Dried ponds have little or no standing water are still fed by groundwater, so that they feature green grasses, rabbits, grouse and other small game, as well as hay for animals.  Seasonally they will form sloughs, standing water that is anywhere from an inch to a foot deep - these will evaporate slowly, as groundwater is usually just below the surface.

Fishing ponds are fed by brooks or creeks, or may be formed by groundwater springs (not to be confused with aquifers, a rare form of geological groundwater formation).  These may be naturally possessed of fish or they may have been stocked by locals.  Water tends to be from 3 to 10 feet deep (or more, depending upon the topography).  I have written some rules about fishing on the wiki.

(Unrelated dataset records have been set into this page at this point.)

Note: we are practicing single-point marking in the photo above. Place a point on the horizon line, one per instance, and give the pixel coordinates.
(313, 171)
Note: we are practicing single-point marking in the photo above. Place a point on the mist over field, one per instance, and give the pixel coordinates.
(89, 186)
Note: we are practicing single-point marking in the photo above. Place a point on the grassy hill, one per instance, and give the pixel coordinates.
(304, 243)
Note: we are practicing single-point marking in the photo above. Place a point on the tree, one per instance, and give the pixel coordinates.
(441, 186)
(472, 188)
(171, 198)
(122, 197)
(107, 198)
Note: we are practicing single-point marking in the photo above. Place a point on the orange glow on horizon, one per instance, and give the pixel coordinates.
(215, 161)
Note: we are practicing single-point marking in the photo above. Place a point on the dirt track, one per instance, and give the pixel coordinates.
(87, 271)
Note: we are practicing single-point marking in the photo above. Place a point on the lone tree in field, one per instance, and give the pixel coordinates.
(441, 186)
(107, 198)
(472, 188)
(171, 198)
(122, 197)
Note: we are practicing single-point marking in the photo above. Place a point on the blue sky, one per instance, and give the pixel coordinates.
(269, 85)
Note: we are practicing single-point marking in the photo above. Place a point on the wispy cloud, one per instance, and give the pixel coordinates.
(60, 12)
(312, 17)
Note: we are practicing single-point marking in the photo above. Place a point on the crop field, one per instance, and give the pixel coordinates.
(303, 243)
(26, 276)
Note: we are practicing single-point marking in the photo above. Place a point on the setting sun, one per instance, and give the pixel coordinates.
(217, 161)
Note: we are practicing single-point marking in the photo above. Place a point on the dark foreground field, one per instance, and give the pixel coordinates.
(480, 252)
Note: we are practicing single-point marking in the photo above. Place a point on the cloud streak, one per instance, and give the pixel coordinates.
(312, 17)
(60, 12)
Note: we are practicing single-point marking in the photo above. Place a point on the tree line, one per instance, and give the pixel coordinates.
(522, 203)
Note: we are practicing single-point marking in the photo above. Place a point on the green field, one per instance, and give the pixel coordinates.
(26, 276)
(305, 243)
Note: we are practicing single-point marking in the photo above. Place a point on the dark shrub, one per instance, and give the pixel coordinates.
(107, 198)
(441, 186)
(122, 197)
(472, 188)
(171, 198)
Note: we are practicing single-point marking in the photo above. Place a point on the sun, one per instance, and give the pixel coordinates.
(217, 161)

Hot springs occur in mountain areas (and rarely elsewhere).  Oases form in deserts - and are really only special because they're springs that occur where there's no water.  However, they do tend to be intensely employed for that reason, so that a single oasis would likely produce more food than a dozen springs in a temperate clime (where they would be ignored).

Pingo pools and hills are fascinating.  I was surprised to find that the pools sometimes contain fish; this is due to periods of flooding, so that fish are left behind after the nearby river recedes.

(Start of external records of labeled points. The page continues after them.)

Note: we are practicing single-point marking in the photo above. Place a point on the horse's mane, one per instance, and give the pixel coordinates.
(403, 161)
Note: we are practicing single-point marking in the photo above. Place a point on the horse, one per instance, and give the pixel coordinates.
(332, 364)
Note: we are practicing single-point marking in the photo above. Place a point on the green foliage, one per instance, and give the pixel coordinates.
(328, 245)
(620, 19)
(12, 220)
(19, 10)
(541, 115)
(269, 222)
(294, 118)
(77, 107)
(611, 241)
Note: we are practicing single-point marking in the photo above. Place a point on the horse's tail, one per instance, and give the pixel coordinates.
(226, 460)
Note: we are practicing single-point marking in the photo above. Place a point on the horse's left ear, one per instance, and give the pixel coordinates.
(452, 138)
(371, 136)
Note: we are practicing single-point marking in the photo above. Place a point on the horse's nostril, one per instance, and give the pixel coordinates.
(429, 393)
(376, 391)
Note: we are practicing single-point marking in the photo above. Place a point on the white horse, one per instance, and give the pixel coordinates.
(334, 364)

The base chance for a bank is 2 on 3d4, modified as follows: +2 for coast, +3 for a river mouth, +1 for open sea. This means that the chance indicated will be impossible unless the sea touches upon the hex - which is fine, since in those cases a 'bank' cannot occur in a mainland hex.

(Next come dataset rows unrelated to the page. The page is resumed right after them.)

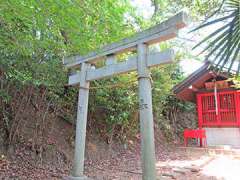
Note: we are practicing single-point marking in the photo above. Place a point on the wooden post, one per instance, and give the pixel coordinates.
(146, 115)
(78, 164)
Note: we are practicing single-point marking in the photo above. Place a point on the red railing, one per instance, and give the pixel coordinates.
(227, 112)
(195, 133)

The base chance for a dead pond is 2 in 2d4 in subtropical dry climates and 4 in 2d4 in temperate dry climates.  Dead ponds do not occur in other climates.

The chance for a fishing pond is 2 in 2d4, modified as follows: -1 in mountains, +2 if a river, +3 if a river mouth, +4 if a swamp, +3 in tropical wet climates, -1 in subtropical dry climates, +1 in temperate wet climates.  Dried ponds occur if the chance for a fishing pond is missed by 1.  Thus, if the chance of a fish pond is 2 and a 3 is rolled (as is the case with Hex C above) then a dried pond exists.

Hot springs have a 1 in 100 chance of occurring in mountains.  (Non-random hotsprings occur in my world where designated by wikipedia - benefits of running the real world).

Oases occur on a 3 or 4 rolled on 3d6 in desert hexes.

Pingo pools occur on a 2 to 4 on 2d4 in subarctic conditions (north of the tree-line).  Pingo hills occur if the chance for a pool is missed by 1 (like dried ponds).


Arduin said...

Well this is freakin' cool, and exactly the kind of expansion the hex groups should get. Climate based food sources, woo!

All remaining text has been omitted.